Okay let's follow the prompt:

(base) mtg@pop-os:~/MADDOG$ bgzip -c Lumpy.vcf > Lumpy.vcf.gz
(base) mtg@pop-os:~/MADDOG$ tabix -p vcf Lumpy.vcf.gz 
[E::hts_idx_push] Unsorted positions on sequence #1: 670648 followed by 230637
tbx_index_build failed: Lumpy.vcf.gz

All of the other call sets produce either no-output like Pindel or the error like NGSep.

jbelyeu commented 4 years ago

Ok, well, that narrows it down to data-specific problems. Samplot vcf doesn't plot small events by default (for more details run samplot vcf -h and check out the --min_bp argument), but if the variants in your pindel file are larger than 20 bp that shouldn't be an issue.
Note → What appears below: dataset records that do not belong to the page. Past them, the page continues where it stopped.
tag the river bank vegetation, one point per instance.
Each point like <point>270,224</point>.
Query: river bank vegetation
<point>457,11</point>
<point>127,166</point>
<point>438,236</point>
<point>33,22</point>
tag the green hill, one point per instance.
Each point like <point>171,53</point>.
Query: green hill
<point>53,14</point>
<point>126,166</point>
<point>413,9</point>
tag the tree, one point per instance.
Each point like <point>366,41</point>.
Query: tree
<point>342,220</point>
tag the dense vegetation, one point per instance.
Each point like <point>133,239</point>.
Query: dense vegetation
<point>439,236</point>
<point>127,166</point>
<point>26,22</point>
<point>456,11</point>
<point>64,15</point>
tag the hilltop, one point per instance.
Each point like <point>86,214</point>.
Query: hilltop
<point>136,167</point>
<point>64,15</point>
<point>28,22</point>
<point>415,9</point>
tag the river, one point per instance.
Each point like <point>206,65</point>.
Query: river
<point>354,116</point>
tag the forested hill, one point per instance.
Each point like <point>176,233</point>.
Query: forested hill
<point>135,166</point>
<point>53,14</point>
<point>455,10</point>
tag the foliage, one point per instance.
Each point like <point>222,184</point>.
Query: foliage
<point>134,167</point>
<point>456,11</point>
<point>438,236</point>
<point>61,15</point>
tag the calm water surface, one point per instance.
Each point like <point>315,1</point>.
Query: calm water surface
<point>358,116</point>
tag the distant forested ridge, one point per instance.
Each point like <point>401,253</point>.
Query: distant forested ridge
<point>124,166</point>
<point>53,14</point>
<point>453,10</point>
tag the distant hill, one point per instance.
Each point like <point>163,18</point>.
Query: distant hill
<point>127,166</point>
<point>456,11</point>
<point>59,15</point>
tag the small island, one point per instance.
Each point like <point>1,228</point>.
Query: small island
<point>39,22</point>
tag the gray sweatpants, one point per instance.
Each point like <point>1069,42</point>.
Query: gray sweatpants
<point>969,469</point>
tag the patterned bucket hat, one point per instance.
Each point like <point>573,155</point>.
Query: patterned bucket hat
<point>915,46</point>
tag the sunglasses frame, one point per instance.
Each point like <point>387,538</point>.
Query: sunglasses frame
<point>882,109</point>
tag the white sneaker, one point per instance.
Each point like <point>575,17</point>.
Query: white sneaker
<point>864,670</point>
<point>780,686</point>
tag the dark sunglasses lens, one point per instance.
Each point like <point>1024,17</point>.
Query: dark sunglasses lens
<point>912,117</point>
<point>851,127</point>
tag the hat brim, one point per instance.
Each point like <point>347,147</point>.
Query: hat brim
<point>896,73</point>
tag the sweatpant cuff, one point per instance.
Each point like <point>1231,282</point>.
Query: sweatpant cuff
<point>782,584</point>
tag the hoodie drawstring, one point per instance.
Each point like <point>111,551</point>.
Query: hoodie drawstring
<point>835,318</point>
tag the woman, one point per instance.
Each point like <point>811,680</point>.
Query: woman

The other vcfs have different isssues. Lumpy.vcf probably just needs to be sorted before indexing (check this out: https://www.biostars.org/p/299659/). I'm not familiar with ngsep personally, but it appears not to include the SVTYPE field, which samplot vcf requires.

jbelyeu commented 4 years ago

Is sharing a subset of your pindel data an option? If so I'd be happy to try to reproduce the issue myself

moldach commented 4 years ago

Ok, well, that narrows it down to data-specific problems. Samplot vcf doesn't plot small events by default (for more details run samplot vcf -h and check out the --min_bp argument), but if the variants in your pindel file are larger than 20 bp that shouldn't be an issue.

There are SVs larger than 20 bp in these files.

The other vcfs have different isssues. Lumpy.vcf probably just needs to be sorted before indexing (check this out: https://www.biostars.org/p/299659/). I'm not familiar with ngsep personally, but it appears not to include the SVTYPE field, which samplot vcf requires.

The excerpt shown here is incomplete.